There’s no way to bury a body in earth which is flooded
It’s been raining for a long time now, for so long that the lands have reshaped themselves. Old places have been lost. Arcane rituals and religions have crept back into practice.
Sisters Isla, Irene and Agnes have not spoken in some time when their estranged father dies. A famous architect revered for making the new world navigable, he had long cut himself off from public life. They find themselves uncertain of how to grieve his passing when everything around them seems to be ending anyway.
As the sisters come together to clear the grand glass house that is the pinnacle of his legacy, they begin to sense that the magnetic influence of their father lives on through it. Something sinister seems to be unfolding, something related to their mother’s long-ago disappearance and the strangers who have always been unusually interested in their lives. Soon, it becomes clear that the sisters have been chosen for a very particular purpose, one with shattering implications for their family and their imperilled world.

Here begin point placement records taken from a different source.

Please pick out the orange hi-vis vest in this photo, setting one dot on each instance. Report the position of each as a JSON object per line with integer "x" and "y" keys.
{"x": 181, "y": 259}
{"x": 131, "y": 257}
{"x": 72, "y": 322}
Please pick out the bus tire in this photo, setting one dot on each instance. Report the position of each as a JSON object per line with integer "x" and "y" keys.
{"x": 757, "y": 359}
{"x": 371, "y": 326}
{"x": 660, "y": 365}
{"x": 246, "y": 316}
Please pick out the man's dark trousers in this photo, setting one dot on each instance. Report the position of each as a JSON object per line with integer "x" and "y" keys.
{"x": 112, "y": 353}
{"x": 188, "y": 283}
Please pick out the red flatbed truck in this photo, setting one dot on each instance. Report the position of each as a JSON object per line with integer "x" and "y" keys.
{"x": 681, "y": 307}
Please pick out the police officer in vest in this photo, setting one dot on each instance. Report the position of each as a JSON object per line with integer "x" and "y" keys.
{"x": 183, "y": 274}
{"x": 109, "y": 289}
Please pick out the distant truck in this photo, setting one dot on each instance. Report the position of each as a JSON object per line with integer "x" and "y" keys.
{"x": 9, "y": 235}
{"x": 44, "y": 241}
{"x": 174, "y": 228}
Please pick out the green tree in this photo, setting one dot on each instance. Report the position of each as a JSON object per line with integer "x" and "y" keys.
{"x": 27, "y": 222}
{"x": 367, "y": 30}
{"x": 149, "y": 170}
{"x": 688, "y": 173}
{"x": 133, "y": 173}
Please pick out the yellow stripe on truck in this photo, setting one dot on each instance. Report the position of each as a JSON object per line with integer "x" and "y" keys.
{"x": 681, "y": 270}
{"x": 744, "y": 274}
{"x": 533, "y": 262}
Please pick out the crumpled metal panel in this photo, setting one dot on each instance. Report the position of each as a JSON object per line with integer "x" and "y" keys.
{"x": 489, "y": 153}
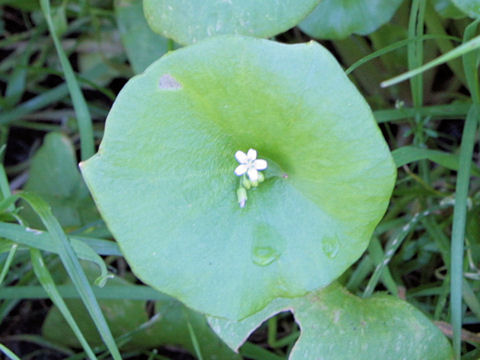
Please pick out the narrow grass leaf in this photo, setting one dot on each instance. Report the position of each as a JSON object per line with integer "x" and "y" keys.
{"x": 393, "y": 47}
{"x": 256, "y": 352}
{"x": 112, "y": 292}
{"x": 44, "y": 277}
{"x": 74, "y": 269}
{"x": 395, "y": 243}
{"x": 79, "y": 103}
{"x": 409, "y": 154}
{"x": 8, "y": 352}
{"x": 451, "y": 111}
{"x": 453, "y": 54}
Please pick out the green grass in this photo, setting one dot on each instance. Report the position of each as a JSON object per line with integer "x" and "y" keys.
{"x": 426, "y": 250}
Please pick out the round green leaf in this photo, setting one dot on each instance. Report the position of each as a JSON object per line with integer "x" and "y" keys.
{"x": 469, "y": 7}
{"x": 338, "y": 19}
{"x": 338, "y": 325}
{"x": 188, "y": 21}
{"x": 164, "y": 174}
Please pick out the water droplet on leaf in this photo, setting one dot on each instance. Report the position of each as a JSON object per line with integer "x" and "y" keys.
{"x": 330, "y": 246}
{"x": 268, "y": 245}
{"x": 264, "y": 255}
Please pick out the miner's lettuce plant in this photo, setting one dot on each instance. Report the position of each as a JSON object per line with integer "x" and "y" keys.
{"x": 169, "y": 147}
{"x": 243, "y": 178}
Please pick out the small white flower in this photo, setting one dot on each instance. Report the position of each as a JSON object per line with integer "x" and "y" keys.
{"x": 249, "y": 164}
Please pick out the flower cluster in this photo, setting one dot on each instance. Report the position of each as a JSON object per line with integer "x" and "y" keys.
{"x": 249, "y": 166}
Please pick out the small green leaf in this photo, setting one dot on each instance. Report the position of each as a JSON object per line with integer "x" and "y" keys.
{"x": 164, "y": 175}
{"x": 55, "y": 177}
{"x": 338, "y": 325}
{"x": 188, "y": 21}
{"x": 142, "y": 45}
{"x": 469, "y": 7}
{"x": 338, "y": 19}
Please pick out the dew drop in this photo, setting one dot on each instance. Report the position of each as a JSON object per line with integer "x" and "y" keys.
{"x": 168, "y": 82}
{"x": 264, "y": 255}
{"x": 330, "y": 246}
{"x": 268, "y": 245}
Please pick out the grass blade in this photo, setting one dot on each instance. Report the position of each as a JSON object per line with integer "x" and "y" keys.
{"x": 79, "y": 103}
{"x": 74, "y": 269}
{"x": 112, "y": 292}
{"x": 453, "y": 54}
{"x": 458, "y": 230}
{"x": 8, "y": 352}
{"x": 43, "y": 275}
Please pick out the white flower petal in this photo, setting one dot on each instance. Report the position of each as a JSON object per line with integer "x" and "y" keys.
{"x": 241, "y": 157}
{"x": 252, "y": 174}
{"x": 260, "y": 164}
{"x": 241, "y": 169}
{"x": 252, "y": 154}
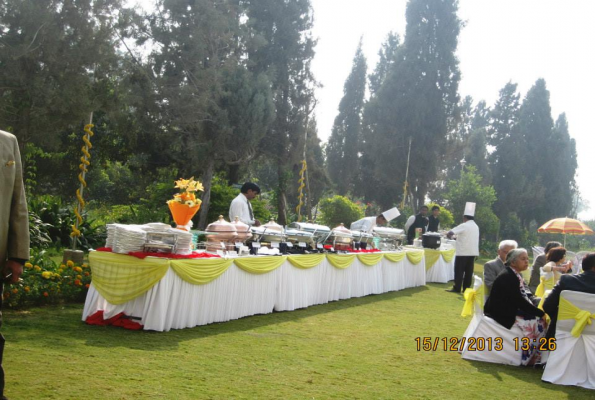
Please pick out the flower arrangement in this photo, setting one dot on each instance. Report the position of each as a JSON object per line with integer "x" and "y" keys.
{"x": 184, "y": 205}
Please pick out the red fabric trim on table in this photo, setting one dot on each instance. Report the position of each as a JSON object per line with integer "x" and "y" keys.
{"x": 142, "y": 255}
{"x": 120, "y": 320}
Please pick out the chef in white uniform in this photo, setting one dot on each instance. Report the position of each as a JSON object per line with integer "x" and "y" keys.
{"x": 367, "y": 224}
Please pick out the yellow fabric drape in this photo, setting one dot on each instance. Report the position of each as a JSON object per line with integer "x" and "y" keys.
{"x": 395, "y": 257}
{"x": 120, "y": 278}
{"x": 544, "y": 284}
{"x": 200, "y": 272}
{"x": 415, "y": 257}
{"x": 448, "y": 255}
{"x": 306, "y": 261}
{"x": 260, "y": 265}
{"x": 370, "y": 259}
{"x": 341, "y": 261}
{"x": 472, "y": 296}
{"x": 431, "y": 257}
{"x": 567, "y": 310}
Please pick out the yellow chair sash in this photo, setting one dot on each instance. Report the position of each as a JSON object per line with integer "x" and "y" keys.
{"x": 415, "y": 257}
{"x": 395, "y": 257}
{"x": 370, "y": 259}
{"x": 306, "y": 261}
{"x": 543, "y": 285}
{"x": 431, "y": 257}
{"x": 200, "y": 272}
{"x": 567, "y": 310}
{"x": 448, "y": 255}
{"x": 341, "y": 261}
{"x": 120, "y": 278}
{"x": 260, "y": 265}
{"x": 472, "y": 296}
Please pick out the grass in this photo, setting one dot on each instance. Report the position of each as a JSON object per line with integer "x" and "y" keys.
{"x": 360, "y": 348}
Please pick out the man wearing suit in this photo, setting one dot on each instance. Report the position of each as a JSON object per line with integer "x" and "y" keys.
{"x": 539, "y": 262}
{"x": 14, "y": 222}
{"x": 510, "y": 296}
{"x": 492, "y": 269}
{"x": 584, "y": 282}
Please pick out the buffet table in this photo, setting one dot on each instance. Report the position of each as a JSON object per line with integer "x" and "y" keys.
{"x": 440, "y": 265}
{"x": 163, "y": 294}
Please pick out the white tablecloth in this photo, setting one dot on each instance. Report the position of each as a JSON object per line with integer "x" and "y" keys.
{"x": 175, "y": 304}
{"x": 441, "y": 271}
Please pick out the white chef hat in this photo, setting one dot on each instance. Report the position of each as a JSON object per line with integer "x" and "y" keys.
{"x": 470, "y": 209}
{"x": 391, "y": 214}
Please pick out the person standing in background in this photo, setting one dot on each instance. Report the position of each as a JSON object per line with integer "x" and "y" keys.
{"x": 467, "y": 248}
{"x": 241, "y": 207}
{"x": 14, "y": 222}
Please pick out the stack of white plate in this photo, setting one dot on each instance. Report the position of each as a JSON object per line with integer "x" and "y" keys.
{"x": 128, "y": 238}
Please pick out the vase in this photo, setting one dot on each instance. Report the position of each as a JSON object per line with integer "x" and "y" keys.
{"x": 182, "y": 213}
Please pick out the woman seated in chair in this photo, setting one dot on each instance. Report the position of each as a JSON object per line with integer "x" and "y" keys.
{"x": 555, "y": 266}
{"x": 511, "y": 303}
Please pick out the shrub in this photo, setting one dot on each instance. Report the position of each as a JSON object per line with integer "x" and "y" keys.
{"x": 339, "y": 209}
{"x": 44, "y": 282}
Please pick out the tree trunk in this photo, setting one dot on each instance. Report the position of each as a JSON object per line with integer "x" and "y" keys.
{"x": 234, "y": 174}
{"x": 206, "y": 197}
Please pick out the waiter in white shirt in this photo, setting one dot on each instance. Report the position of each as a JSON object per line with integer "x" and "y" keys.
{"x": 241, "y": 207}
{"x": 368, "y": 223}
{"x": 467, "y": 249}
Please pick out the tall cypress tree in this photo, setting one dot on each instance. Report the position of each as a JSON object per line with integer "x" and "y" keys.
{"x": 282, "y": 46}
{"x": 417, "y": 100}
{"x": 345, "y": 141}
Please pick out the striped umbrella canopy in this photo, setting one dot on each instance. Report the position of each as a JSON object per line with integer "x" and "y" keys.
{"x": 566, "y": 226}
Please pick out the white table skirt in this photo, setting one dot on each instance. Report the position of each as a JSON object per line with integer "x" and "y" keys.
{"x": 441, "y": 271}
{"x": 175, "y": 304}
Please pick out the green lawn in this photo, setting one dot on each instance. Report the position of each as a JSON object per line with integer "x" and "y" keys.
{"x": 360, "y": 348}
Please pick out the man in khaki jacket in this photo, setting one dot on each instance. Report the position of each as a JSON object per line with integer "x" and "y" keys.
{"x": 14, "y": 222}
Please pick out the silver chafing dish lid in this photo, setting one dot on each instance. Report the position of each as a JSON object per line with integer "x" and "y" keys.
{"x": 387, "y": 232}
{"x": 308, "y": 227}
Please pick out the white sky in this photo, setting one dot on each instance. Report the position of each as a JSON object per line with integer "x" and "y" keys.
{"x": 504, "y": 40}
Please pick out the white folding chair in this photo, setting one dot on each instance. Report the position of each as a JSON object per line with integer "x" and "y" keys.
{"x": 573, "y": 360}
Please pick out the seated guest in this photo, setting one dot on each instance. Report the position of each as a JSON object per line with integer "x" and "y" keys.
{"x": 510, "y": 303}
{"x": 538, "y": 263}
{"x": 492, "y": 269}
{"x": 584, "y": 282}
{"x": 555, "y": 266}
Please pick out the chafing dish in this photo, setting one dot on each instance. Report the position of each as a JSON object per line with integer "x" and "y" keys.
{"x": 242, "y": 229}
{"x": 269, "y": 232}
{"x": 389, "y": 238}
{"x": 319, "y": 232}
{"x": 431, "y": 240}
{"x": 340, "y": 238}
{"x": 219, "y": 234}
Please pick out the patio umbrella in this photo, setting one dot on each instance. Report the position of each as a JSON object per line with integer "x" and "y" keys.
{"x": 566, "y": 226}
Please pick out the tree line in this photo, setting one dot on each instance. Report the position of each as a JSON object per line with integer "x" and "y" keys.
{"x": 223, "y": 90}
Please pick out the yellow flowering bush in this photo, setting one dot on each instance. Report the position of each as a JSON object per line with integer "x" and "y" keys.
{"x": 43, "y": 281}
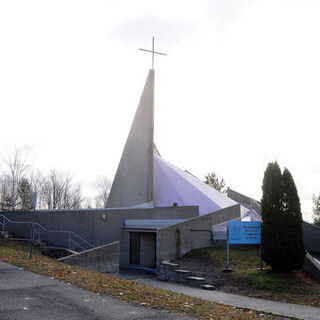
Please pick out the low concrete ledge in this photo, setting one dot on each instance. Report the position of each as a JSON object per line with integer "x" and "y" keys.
{"x": 104, "y": 258}
{"x": 311, "y": 265}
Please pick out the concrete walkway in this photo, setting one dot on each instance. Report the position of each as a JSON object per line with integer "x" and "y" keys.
{"x": 25, "y": 295}
{"x": 277, "y": 308}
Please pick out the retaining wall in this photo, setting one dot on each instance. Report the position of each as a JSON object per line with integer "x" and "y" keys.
{"x": 98, "y": 227}
{"x": 104, "y": 258}
{"x": 176, "y": 240}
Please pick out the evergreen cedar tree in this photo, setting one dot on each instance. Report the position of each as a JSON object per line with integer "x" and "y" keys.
{"x": 282, "y": 236}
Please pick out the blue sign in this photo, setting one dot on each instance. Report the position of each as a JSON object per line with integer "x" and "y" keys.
{"x": 244, "y": 232}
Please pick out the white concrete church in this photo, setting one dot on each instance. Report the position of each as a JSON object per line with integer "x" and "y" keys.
{"x": 145, "y": 180}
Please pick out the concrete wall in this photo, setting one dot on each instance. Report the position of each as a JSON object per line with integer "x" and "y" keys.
{"x": 104, "y": 258}
{"x": 148, "y": 249}
{"x": 90, "y": 224}
{"x": 311, "y": 236}
{"x": 176, "y": 240}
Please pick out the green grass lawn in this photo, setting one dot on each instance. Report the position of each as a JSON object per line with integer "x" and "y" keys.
{"x": 298, "y": 287}
{"x": 17, "y": 253}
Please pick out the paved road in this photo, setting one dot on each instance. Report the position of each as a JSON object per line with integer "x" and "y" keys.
{"x": 278, "y": 308}
{"x": 28, "y": 296}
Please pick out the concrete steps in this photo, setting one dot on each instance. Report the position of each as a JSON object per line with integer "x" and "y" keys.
{"x": 171, "y": 272}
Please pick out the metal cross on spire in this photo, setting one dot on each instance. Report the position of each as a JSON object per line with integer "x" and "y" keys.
{"x": 153, "y": 52}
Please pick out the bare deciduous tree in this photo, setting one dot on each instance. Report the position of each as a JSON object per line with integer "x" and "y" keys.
{"x": 16, "y": 167}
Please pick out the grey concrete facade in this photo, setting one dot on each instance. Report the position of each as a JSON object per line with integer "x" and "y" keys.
{"x": 311, "y": 236}
{"x": 104, "y": 258}
{"x": 133, "y": 182}
{"x": 311, "y": 265}
{"x": 99, "y": 227}
{"x": 176, "y": 240}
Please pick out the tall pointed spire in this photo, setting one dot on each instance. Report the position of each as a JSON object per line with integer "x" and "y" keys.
{"x": 133, "y": 182}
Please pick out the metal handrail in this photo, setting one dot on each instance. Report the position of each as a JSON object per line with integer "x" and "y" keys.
{"x": 42, "y": 229}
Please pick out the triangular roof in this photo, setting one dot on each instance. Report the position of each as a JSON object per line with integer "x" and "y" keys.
{"x": 133, "y": 182}
{"x": 173, "y": 185}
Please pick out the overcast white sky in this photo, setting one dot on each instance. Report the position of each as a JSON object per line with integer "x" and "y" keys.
{"x": 239, "y": 87}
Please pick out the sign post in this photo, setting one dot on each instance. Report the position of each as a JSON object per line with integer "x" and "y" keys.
{"x": 34, "y": 200}
{"x": 243, "y": 232}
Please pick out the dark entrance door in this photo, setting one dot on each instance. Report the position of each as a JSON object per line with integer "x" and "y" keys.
{"x": 135, "y": 248}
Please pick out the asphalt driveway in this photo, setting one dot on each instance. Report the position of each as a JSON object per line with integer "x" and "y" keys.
{"x": 29, "y": 296}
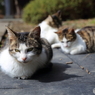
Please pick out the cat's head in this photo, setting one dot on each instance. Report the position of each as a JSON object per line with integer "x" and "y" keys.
{"x": 66, "y": 36}
{"x": 55, "y": 20}
{"x": 24, "y": 46}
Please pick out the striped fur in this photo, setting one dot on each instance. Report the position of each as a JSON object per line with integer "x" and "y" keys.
{"x": 88, "y": 35}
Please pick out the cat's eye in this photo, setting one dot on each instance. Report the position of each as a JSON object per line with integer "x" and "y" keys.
{"x": 30, "y": 49}
{"x": 17, "y": 50}
{"x": 62, "y": 41}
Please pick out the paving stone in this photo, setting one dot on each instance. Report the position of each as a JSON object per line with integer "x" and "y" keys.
{"x": 63, "y": 79}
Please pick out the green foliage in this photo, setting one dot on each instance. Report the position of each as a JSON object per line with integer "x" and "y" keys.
{"x": 38, "y": 10}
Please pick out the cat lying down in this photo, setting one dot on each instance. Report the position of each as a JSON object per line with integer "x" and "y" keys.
{"x": 72, "y": 42}
{"x": 25, "y": 53}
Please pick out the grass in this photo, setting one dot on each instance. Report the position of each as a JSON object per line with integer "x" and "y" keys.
{"x": 79, "y": 23}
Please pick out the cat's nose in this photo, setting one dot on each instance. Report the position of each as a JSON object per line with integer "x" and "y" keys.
{"x": 24, "y": 58}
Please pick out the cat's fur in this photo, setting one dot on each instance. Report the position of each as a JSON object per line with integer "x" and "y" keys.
{"x": 50, "y": 25}
{"x": 70, "y": 42}
{"x": 25, "y": 54}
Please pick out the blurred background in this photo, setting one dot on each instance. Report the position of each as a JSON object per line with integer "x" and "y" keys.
{"x": 76, "y": 13}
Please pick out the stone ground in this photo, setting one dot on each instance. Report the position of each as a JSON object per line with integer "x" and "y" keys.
{"x": 70, "y": 75}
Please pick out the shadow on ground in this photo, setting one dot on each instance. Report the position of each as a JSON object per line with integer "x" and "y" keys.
{"x": 55, "y": 74}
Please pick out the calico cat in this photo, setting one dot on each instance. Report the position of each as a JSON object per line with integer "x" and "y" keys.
{"x": 50, "y": 25}
{"x": 25, "y": 53}
{"x": 71, "y": 42}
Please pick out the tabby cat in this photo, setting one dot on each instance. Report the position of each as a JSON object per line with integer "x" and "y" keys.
{"x": 50, "y": 25}
{"x": 25, "y": 53}
{"x": 72, "y": 42}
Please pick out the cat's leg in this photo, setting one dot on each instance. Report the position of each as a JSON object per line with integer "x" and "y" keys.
{"x": 78, "y": 50}
{"x": 56, "y": 45}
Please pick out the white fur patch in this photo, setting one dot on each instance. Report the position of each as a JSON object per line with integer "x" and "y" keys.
{"x": 14, "y": 68}
{"x": 75, "y": 47}
{"x": 48, "y": 33}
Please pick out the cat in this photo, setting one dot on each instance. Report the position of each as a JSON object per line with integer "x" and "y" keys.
{"x": 71, "y": 42}
{"x": 25, "y": 53}
{"x": 50, "y": 25}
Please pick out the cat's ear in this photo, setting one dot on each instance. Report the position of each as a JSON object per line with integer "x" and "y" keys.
{"x": 58, "y": 32}
{"x": 58, "y": 13}
{"x": 35, "y": 32}
{"x": 71, "y": 31}
{"x": 11, "y": 33}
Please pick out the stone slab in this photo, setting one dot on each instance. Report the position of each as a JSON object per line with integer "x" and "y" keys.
{"x": 63, "y": 79}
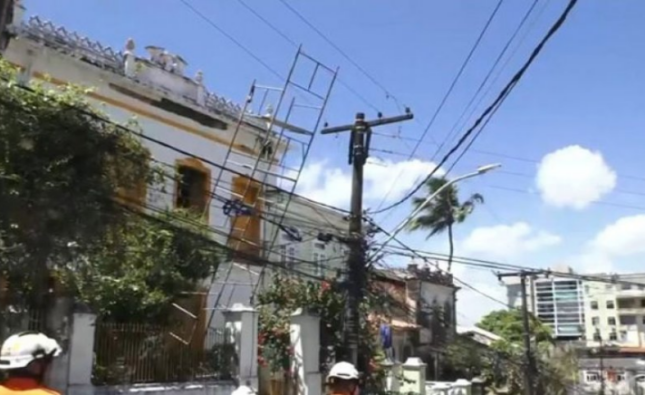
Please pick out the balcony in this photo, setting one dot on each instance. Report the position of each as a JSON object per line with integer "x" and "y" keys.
{"x": 630, "y": 294}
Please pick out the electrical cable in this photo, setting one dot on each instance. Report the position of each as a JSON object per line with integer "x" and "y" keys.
{"x": 519, "y": 27}
{"x": 445, "y": 97}
{"x": 500, "y": 98}
{"x": 342, "y": 53}
{"x": 294, "y": 44}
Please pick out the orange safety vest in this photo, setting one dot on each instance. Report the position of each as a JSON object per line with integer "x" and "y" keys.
{"x": 25, "y": 386}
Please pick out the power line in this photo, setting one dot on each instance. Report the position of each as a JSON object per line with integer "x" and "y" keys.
{"x": 362, "y": 70}
{"x": 446, "y": 96}
{"x": 500, "y": 98}
{"x": 232, "y": 39}
{"x": 294, "y": 44}
{"x": 488, "y": 75}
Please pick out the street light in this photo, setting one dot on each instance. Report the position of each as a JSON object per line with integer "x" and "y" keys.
{"x": 480, "y": 170}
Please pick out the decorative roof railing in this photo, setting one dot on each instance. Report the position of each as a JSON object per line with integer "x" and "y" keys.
{"x": 105, "y": 57}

A Book of the Year in the Guardian and Dazed
‘Armfield writes so gracefully’ THE TIMES
‘Evocative yet grounded’ OBSERVER
‘A chilling vision of a future capital that I’ve found impossible to shake’ INEWS
‘Ballard-ian in apocalyptic scope … Deeply, passionately, messily human’ PAUL TREMBLAY
‘A signature cocktail of deadpan wit and staggering beauty’ ALICE SLATER
‘Every page guillotines you with its wisdom’ TOM BENN
Longlisted for the 2024 Climate Fiction Prize
About the author
Julia Armfield's work has been published in Granta, The White Review and Best British Short Stories 2019 and 2021. In 2019, she was shortlisted for the Sunday Times Young Writer of the Year award. She was longlisted for the Deborah Rogers Award 2018, and won the White Review Short Story Prize 2018 and a Pushcart Prize in 2020. She is the author of salt slow, a collection of short stories, which was longlisted for the Polari Prize 2020 and the Edge Hill Prize 2020. Her debut novel, Our Wives Under The Sea, was shortlisted for the Foyles Fiction Book of the Year Award 2022 and shortlisted for the Polari Prize 2023. She lives and works in London.
PUBLISHERS WEEKLY
Armfield (Our Wives Under the Sea) offers a grim and absorbing retelling of King Lear set in a damp near-future city resembling London. It's rained for so long that the infrastructure has collapsed and residents, who travel by water taxi, wonder if they're living in the end-times. Navigating this "endless ending" are three sisters—Isla, Irene, and Agnes—who are also coming to terms with the death of their famous father, a pompous architect of "mad glass boxes for rich people." Not only did the sisters hate him, they barely tolerate one another. Reunited on the eve of the funeral, they bicker ("I don't think... you can fix however many years of him playing us off against each other," Agnes says) before discovering a new dimension of their father's cruelty when his will is read. The character work is well done, with chapters revealing eldest daughter Isla's bossiness, Irene's struggle to stand out as the middle sister, and Agnes's irresponsibility. Though the apocalyptic denouement feels a bit contrived, Armfield succeeds at conjuring her characters' existential fears. This well-wrought family drama is tough to shake.